Paiza Engineering Blog

Engineering blog of browser-based web development environment PaizaCloud Cloud IDE ( https://paiza.cloud/ ), online compiler and editor Paiza.IO( https://paiza.IO/ )

Jupyter Notebook online in 3 seconds with PaizaCloud Cloud IDE

f:id:paiza:20171227154920p:plain
(English article is here)

f:id:paiza:20151217152725j:plainHello I'm Tsuneo(@).

Python is one of the most popular programming languages for data processing, Web service, Web scraping, or creating bots.
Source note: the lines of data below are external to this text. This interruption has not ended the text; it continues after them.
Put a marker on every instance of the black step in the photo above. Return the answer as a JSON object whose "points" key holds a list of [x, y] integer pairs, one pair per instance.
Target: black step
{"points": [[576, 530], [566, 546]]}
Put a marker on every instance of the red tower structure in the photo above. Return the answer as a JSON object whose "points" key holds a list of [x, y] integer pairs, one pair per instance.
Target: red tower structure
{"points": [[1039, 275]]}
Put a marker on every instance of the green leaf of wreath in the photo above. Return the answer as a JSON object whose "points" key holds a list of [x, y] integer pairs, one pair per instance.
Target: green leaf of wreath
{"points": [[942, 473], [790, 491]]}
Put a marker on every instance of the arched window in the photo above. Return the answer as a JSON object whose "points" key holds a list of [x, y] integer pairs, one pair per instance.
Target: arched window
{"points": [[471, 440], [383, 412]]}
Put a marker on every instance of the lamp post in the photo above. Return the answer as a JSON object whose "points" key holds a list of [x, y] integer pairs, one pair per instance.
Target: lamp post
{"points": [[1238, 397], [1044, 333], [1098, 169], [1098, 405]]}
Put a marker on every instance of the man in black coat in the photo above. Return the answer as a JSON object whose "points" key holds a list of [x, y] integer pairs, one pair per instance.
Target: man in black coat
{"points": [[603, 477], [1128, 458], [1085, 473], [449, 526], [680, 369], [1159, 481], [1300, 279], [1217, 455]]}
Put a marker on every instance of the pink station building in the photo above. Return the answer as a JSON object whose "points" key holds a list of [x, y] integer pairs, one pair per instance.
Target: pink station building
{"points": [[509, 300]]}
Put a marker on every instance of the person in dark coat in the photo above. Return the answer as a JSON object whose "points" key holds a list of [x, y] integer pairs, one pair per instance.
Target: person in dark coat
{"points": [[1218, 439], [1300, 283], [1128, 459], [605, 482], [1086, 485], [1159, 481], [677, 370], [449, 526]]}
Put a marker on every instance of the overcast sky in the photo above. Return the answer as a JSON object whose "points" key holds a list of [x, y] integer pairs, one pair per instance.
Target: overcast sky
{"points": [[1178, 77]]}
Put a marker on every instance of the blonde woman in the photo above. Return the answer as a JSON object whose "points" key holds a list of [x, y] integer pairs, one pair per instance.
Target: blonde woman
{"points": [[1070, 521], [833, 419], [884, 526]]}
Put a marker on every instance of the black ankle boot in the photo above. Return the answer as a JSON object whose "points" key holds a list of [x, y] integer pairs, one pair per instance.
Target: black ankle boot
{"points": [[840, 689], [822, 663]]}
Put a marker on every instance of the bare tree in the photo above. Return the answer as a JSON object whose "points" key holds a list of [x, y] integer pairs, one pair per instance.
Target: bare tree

Nowadays, Python is getting more popular for machine learning and AI because it has great libraries for it.

But, Python alone does not have the graphical features like showing tables, graphs, or figures that is essential for analyzing data.

Here comes Jupyter Notebook.

With Jupyter Notebook, you can write Python code in your browser, and view the graphs or figures in it.

Also, Jupyter Notebook enables you to write documents using Markdown. So, you can put the program and document together, and even share it with others.

Yes, Jupyter Notebook is an all-in-one package to start Python programming.

But, to use Jupyter Notebook on your PC, you need to install Python, Jupyter Notebook, or libraries and set up those. Because each PC has a different OS, version, software, or configuration, installation often fails with errors, or may break other software environment.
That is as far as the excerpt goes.